So you know how when you are out, and you see a statue or painting of a fish, and you think “oh!”
It doesn’t have to be some specifically fly fishing related artwork, but when you (a fly fisher) see some graphic depiction of fish your attention probably gets grabbed. You could be at an art museum viewing some beautiful oil landscape on canvas, and you’d notice the little figure of a fisherman painted on the bank. You might even look around, smiling, seeing if there is another guy who got suckered into going to the art museum who is seeing this tiny diamond in the rough.
Fish art is en vogue. Some of the most expensive stuff you can get at fly shops and fishing expos are paintings and carvings. Sometimes they will even cost more than the premier rods! But this isn’t what I’m necessarily talking about.
Be honest: you derive a silly modicum of joy from seeing a fountain with a concrete-cast fish on top of it. You might wonder what species it is (probably koi). You might wonder the hows and whys of its inclusion (probably “just because”). And guess what has happened? You are now pondering art, culture, and stuff that is a whole lot more highfalutin’ then casting a fly to a trout.

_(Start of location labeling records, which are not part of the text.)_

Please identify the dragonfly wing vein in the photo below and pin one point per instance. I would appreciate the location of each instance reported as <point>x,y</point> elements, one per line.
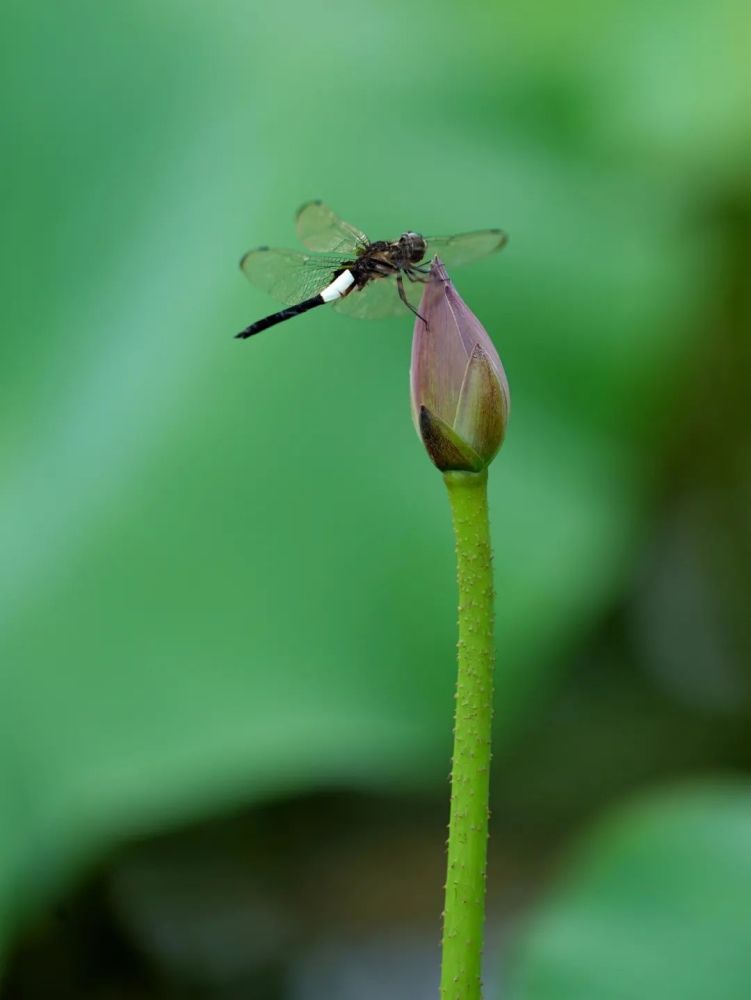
<point>320,228</point>
<point>288,275</point>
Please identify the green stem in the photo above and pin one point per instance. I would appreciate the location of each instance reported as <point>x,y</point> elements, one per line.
<point>464,910</point>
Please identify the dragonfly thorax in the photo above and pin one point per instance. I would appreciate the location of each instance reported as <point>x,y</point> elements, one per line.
<point>413,246</point>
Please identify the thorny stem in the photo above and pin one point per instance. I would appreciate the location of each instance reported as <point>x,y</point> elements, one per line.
<point>464,909</point>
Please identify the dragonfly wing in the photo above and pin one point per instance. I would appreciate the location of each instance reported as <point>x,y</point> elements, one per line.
<point>465,247</point>
<point>289,276</point>
<point>320,228</point>
<point>380,299</point>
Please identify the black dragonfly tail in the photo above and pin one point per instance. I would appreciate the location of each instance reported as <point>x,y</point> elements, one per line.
<point>288,313</point>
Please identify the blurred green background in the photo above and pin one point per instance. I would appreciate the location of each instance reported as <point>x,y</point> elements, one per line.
<point>227,617</point>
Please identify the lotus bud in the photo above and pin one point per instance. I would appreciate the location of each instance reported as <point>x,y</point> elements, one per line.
<point>460,395</point>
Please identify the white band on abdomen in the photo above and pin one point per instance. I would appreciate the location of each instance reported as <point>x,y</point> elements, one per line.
<point>337,288</point>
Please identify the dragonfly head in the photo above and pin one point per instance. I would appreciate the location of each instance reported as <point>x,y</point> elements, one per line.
<point>414,246</point>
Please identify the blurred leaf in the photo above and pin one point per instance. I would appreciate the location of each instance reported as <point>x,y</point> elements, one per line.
<point>657,904</point>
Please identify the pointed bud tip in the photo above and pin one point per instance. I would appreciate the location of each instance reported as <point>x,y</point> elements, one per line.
<point>460,396</point>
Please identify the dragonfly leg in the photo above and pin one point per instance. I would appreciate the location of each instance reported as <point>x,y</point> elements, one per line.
<point>405,300</point>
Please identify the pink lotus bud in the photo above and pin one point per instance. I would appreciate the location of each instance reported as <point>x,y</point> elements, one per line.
<point>460,396</point>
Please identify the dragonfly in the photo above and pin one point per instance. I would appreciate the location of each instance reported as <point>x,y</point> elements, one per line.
<point>363,278</point>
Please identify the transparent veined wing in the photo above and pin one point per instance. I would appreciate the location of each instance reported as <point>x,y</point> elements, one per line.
<point>465,247</point>
<point>287,275</point>
<point>380,299</point>
<point>320,228</point>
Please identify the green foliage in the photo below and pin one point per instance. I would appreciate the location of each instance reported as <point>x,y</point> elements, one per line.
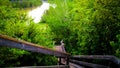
<point>25,3</point>
<point>89,26</point>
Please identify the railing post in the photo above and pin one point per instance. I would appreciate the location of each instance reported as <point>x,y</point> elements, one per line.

But that is why this whole angling thing is about a culture and a quarry. Fish, be they trout, bass, or tarpon, are our thing. Not that they don’t belong to others, but our relationship with them is a particular one. Maybe even special. So when we see them depicted in art, we are left to consider if the artist is one of us or if he or she is riffing on our vibe. Either way, it makes us smile.